Trading system development is a straightforward, if demanding, process. It involves “an extensive in-sample data mining and (hopefully) learning process” in which the developer “generates many alternative trading systems (ATS), each based on a specific model-data combination; evaluates each ATS, giving each a score computed by the objective function; and ranks the ATSs, preferring those with high scores, selecting one.” This is followed by “limited (ideally one time only) testing of the selected system using out-of-sample data to validate that the system has learned.” The objective function that Bandy uses is CAR25 (a lower limit for 75% of the distribution), “the credible value of expected equity growth associated with the risk-normalized forecast of a trading system.”
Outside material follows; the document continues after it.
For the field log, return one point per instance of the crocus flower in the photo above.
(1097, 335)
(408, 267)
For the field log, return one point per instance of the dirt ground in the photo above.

Foundations of Trading includes a lengthy chapter on risk in which Bandy explains how to quantify one’s personal level of risk tolerance. That is, to define the point at which the drawdown of the system is such that, when exceeded, the trader accepts that “the system is broken and must be taken offline.” In the process he introduces the notion of safe-f, the maximum position size for the next trade.
Here I have shared only a couple of points from Bandy’s book. It contains ever so much more—the distinction between impulse and state signals, traditional system development platforms vs. machine learning, and I could go on and on. It’s a book that every trader should read and re-read. And, even then, recognize that, as Bandy concludes his chapter on trading system development, “There is always a best. It is not always tradable. Even when it is, it may not be good enough.”